是松豊三郎~アメリカ政府を相手に闘った男
Japan In-depth / 2023年2月17日 23時0分
コレマツはその後、弁護士からの働きかけもあって「強制収容は違憲」として裁判に訴えでた。
1944年まで、アメリカ政府を相手に最高裁まで争ったが、結果は「日系人のスパイ活動は事実であり、強制収容は違憲ではない」という判断で、コレマツの有罪は覆らなかった。
その後、終戦となったが、日系人であると言う理由で戦後も就職先で、待遇の差別があったり、「犯罪者」としての前科が付いてしまったため、望む職に就けなかったりした。
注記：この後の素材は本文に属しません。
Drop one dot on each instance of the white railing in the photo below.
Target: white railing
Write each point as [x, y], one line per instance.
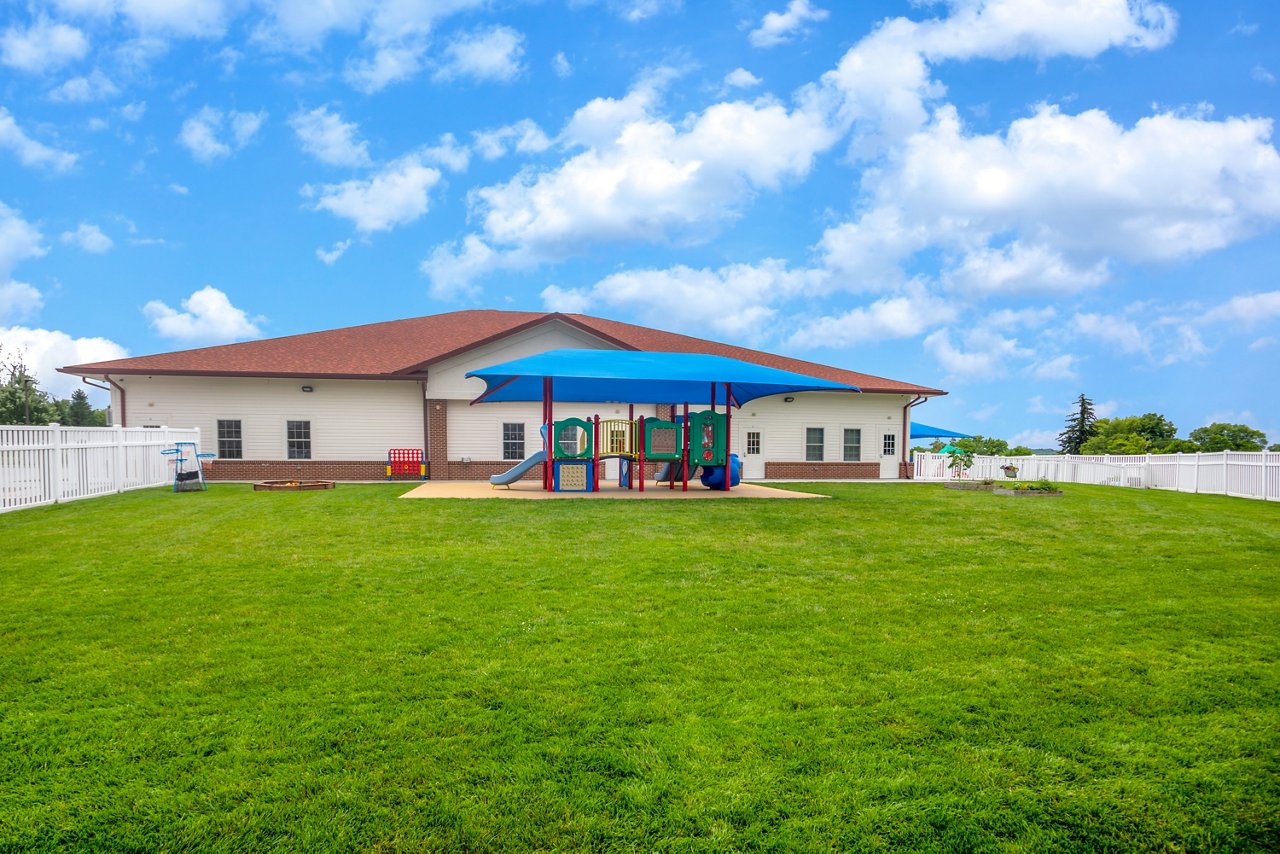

結婚し、子供ももうけたが、一連の出来事は家族にもいっさい話さなかったという。
ーーー
最高裁判決から40年近くが経った1980年から、ジミー・カーター大統領の議会署名により、戦時中の日系人の強制収容に関しての調査委員会が設けられ、再調査が行われていた。
そして1982年に、日系人強制収容に関する資料を調べていた大学教授らによって、衝撃的な資料が発掘された。
発掘された資料は、コレマツ裁判の検察側(アメリカ司法省)の弁護士、エドワード・エニスによるメモであった。
そして、そこには「我々は強制収容に関するWRA(戦時転住局)の報告が嘘である、という情報(証拠)をもっている。我々には(最高裁へ)嘘をついてはならない、という倫理的義務がある」と書かれていた。
司法省の弁護士であったエニスは、コレマツを有罪に持ち込むため「日系人が危険であることを証明する」証拠を探している最中、逆に「日系人が(スパイ活動のための)通信を行っている証拠はない」という連邦通信委員会(FCC)の報告、また、エドガー・フーバーFBI長官が自ら書いた手紙や、海軍情報局(ONI)など、権威ある複数の機関からの「日系人がスパイ活動などをしている事実はない」との調査報告書を発見してしまったのである。
しかし、司法省はなんと、その報告書を握りつぶし、裁判で証拠を捏造。結果、コレマツは有罪となってしまったのである。
1982年にメモを発掘した一人である、大学教授で弁護士のピーター・アイアンズは、その時のことを「これはダイナマイトであることに気づいた」と言っている。メモの端には「証拠隠蔽の必要性もあり」とも書かれていたのである。これ以上の捏造の証拠はなかった。
アイアンズ弁護士から証拠資料発見の報を受けたコレマツは、再び、アメリカ政府と戦う決心をした。つらい過去を思い出したコレマツにとって、再審に臨むことは大変な決心であった。
訴訟に際し、圧倒的不利な証拠を握られていることを察したアメリカ政府は、コレマツが訴訟を取り下げるなら、有罪を取り下げる「特赦」を申し出た。だが、コレマツはこれを一蹴。